Earlier this month, Bell ran the Dick’s Sporting Goods Pittsburgh Half Marathon, just one of the many half-marathons and marathons he has on his race schedule this year, and shared his story through a campaign put on by Dick’s Sporting Goods, showing the many reasons why people run. The campaign revealed stories of triumph, loss and overcoming the odds through running. Bell’s story showed that not only does he run because one day he might not be able to, but also that having Cystic Fibrosis is never going to hold him back from doing anything, especially running.

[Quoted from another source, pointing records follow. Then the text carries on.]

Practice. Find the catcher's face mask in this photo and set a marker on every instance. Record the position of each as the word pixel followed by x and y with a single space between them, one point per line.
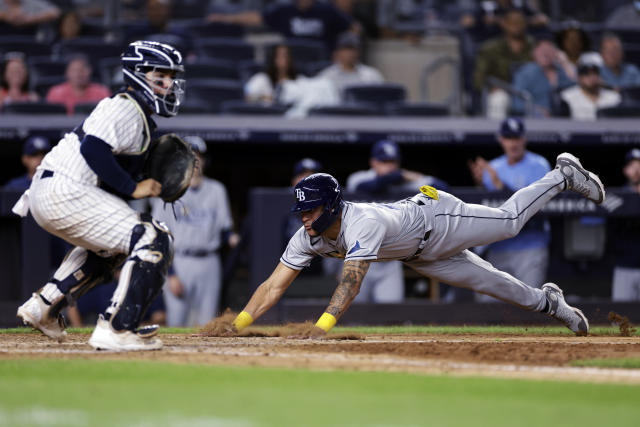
pixel 168 89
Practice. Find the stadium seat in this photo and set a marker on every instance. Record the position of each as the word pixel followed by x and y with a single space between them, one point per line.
pixel 224 48
pixel 210 93
pixel 304 51
pixel 630 94
pixel 43 84
pixel 625 110
pixel 93 47
pixel 422 109
pixel 239 107
pixel 45 66
pixel 25 44
pixel 378 95
pixel 39 107
pixel 347 109
pixel 212 68
pixel 199 29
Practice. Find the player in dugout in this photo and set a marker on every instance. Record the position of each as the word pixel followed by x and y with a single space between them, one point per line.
pixel 430 232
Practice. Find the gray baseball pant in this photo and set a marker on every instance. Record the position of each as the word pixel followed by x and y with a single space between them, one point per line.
pixel 457 226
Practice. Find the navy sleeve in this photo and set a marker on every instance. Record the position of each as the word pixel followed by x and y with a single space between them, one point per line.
pixel 380 183
pixel 101 160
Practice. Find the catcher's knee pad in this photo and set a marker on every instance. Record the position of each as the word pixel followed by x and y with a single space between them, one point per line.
pixel 80 271
pixel 142 275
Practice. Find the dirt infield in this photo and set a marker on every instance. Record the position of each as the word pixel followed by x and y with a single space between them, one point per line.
pixel 544 357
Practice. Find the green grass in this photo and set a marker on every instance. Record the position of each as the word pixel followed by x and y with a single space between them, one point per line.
pixel 417 329
pixel 119 393
pixel 626 363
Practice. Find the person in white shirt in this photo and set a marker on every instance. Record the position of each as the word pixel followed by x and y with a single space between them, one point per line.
pixel 585 98
pixel 347 68
pixel 262 87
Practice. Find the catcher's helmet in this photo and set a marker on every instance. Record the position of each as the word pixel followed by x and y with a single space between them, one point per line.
pixel 141 57
pixel 315 190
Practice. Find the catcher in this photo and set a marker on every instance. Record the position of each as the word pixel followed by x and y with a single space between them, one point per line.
pixel 78 195
pixel 430 232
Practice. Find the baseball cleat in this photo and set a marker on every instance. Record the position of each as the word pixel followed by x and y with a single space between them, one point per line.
pixel 579 179
pixel 35 313
pixel 104 337
pixel 572 317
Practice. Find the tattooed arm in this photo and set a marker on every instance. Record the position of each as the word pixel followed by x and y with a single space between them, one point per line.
pixel 352 274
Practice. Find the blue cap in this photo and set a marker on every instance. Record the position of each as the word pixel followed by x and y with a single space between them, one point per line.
pixel 36 144
pixel 512 127
pixel 632 155
pixel 386 151
pixel 197 144
pixel 307 165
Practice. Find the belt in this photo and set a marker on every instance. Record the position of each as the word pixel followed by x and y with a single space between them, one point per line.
pixel 418 199
pixel 197 253
pixel 421 246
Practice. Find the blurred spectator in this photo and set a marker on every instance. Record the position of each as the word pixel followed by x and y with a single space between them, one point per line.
pixel 201 227
pixel 14 80
pixel 362 13
pixel 232 6
pixel 384 282
pixel 98 298
pixel 308 19
pixel 625 16
pixel 573 41
pixel 540 78
pixel 347 68
pixel 491 13
pixel 626 273
pixel 616 73
pixel 70 26
pixel 78 88
pixel 585 98
pixel 385 176
pixel 33 151
pixel 264 86
pixel 27 13
pixel 516 169
pixel 498 57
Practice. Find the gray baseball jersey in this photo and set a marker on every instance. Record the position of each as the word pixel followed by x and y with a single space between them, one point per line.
pixel 202 215
pixel 377 232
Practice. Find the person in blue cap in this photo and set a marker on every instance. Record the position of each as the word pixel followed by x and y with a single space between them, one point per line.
pixel 514 170
pixel 33 151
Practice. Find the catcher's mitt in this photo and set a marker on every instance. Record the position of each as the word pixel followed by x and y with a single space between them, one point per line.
pixel 171 161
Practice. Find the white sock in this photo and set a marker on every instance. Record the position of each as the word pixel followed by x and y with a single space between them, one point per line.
pixel 51 293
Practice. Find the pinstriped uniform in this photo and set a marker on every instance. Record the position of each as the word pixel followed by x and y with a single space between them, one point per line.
pixel 69 204
pixel 379 232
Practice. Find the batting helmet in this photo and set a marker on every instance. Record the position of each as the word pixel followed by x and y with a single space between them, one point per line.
pixel 141 57
pixel 316 190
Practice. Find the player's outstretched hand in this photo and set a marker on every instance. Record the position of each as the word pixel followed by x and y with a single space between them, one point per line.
pixel 147 188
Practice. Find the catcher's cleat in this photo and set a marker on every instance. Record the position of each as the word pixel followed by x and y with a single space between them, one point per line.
pixel 572 317
pixel 104 337
pixel 579 179
pixel 36 313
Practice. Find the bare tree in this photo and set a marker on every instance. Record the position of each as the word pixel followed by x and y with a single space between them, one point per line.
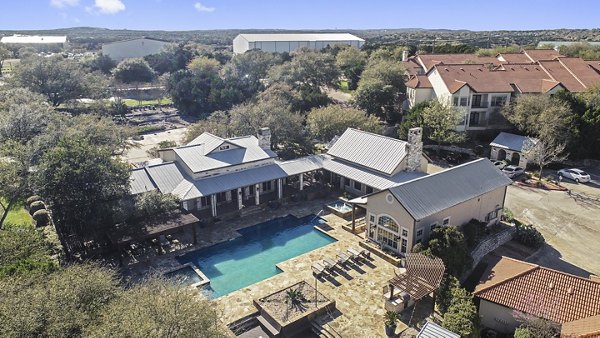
pixel 546 151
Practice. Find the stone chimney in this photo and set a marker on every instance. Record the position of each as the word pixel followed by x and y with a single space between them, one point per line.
pixel 264 138
pixel 415 149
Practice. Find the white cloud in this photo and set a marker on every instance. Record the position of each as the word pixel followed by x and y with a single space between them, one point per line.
pixel 109 6
pixel 63 3
pixel 201 8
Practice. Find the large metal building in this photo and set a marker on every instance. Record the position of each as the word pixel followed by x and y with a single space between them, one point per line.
pixel 290 42
pixel 134 48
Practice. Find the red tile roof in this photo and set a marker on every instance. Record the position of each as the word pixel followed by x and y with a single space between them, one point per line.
pixel 430 60
pixel 539 291
pixel 419 81
pixel 541 54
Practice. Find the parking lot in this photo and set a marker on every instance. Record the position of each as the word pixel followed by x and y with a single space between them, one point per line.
pixel 570 222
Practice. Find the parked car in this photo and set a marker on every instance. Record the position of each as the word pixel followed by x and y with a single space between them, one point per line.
pixel 575 174
pixel 513 171
pixel 499 164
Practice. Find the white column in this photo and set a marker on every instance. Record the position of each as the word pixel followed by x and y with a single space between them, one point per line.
pixel 257 194
pixel 279 188
pixel 213 204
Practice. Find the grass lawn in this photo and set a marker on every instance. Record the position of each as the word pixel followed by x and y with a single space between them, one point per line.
pixel 136 103
pixel 18 215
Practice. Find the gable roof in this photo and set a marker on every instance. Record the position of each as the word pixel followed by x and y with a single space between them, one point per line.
pixel 432 330
pixel 200 155
pixel 513 142
pixel 373 151
pixel 539 291
pixel 431 194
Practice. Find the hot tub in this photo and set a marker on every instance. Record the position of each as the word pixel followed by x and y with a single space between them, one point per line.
pixel 340 208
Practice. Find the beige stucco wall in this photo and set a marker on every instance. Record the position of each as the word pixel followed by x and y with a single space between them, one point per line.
pixel 497 317
pixel 462 213
pixel 379 205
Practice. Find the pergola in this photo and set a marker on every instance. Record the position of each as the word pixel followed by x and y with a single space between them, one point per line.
pixel 422 277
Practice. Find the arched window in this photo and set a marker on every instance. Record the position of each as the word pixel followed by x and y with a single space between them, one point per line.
pixel 388 223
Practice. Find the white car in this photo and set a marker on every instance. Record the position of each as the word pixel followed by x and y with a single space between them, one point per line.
pixel 576 175
pixel 513 171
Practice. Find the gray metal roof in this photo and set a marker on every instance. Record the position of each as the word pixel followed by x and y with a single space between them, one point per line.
pixel 166 176
pixel 433 330
pixel 513 142
pixel 369 150
pixel 301 37
pixel 431 194
pixel 212 185
pixel 201 155
pixel 140 182
pixel 371 178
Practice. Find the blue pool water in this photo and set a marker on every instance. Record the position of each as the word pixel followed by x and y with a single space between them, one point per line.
pixel 251 257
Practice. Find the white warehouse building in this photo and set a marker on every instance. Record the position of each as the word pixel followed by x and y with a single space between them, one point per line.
pixel 134 48
pixel 290 42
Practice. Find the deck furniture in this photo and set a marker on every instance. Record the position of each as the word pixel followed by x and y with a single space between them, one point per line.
pixel 317 269
pixel 163 241
pixel 342 258
pixel 329 263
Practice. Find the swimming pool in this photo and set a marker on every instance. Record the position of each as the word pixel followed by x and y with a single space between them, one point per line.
pixel 250 258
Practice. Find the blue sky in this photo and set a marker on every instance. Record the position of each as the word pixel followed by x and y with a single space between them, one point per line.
pixel 299 14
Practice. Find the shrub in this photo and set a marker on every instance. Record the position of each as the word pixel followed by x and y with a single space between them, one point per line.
pixel 529 236
pixel 41 218
pixel 32 199
pixel 35 206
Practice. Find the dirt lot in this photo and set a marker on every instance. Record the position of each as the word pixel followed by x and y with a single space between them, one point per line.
pixel 569 222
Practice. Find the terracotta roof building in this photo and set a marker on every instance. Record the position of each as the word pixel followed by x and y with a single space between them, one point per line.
pixel 512 285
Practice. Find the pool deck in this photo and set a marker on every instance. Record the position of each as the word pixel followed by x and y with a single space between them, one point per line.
pixel 357 290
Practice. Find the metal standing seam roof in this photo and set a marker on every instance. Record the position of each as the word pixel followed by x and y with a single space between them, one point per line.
pixel 513 142
pixel 302 37
pixel 140 181
pixel 432 330
pixel 202 157
pixel 33 39
pixel 425 196
pixel 373 151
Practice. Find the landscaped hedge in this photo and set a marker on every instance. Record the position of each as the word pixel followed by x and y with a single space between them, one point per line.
pixel 41 218
pixel 35 206
pixel 529 236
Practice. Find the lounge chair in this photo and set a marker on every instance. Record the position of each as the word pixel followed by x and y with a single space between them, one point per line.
pixel 317 268
pixel 329 263
pixel 163 240
pixel 342 258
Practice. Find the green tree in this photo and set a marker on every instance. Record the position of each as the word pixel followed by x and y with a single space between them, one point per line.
pixel 158 308
pixel 307 68
pixel 352 62
pixel 462 317
pixel 380 88
pixel 326 122
pixel 24 252
pixel 542 116
pixel 58 79
pixel 81 181
pixel 440 121
pixel 133 70
pixel 443 295
pixel 449 244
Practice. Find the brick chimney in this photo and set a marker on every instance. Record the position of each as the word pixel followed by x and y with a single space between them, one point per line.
pixel 415 149
pixel 264 138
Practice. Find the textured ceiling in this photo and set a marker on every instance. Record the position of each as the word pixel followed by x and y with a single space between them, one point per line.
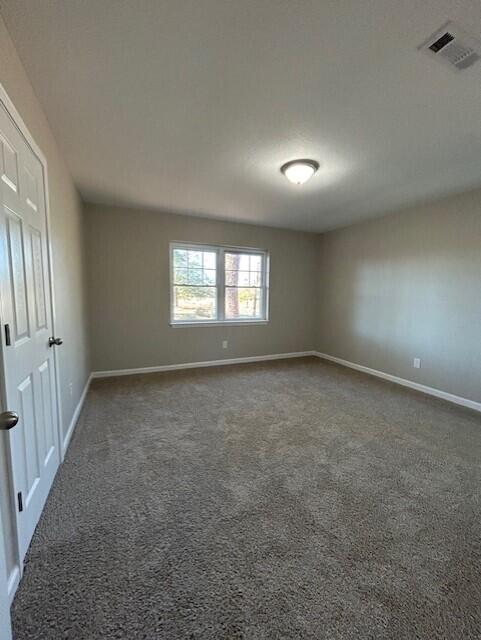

May is Cystic Fibrosis awareness month and Bell says this month means more than bringing awareness to the 30,000 people living in the U.S. with the disease or raising money to finally find a cure. He wants Cystic Fibrosis awareness to show that those affected by the disease are just like you and me.
“We are strong,” Bell says. “We are fighters. We are much more than just people with CF. We are doctors, lawyers, and executives. We are brothers, fathers, mothers, husbands and wives. We are marathoners and triathletes. We are individuals that are not defined or held back CF. It’s just something we have. And it’s most important that people know that.”
Doctors told Bell countless times that his life would be defined and decided by Cystic Fibrosis, but that only made him want to prove them wrong. And to anyone who is told they can’t do something, Bell says this is just a reason try to even harder and show them that you can.
“To those that think running is something they can’t do, whether they have CF or not, I think you need to get out there and give it a shot,” he says. “Throughout my life, people have told me ‘no.’ If I listened to them, I wouldn’t have done half the things I’ve accomplished.”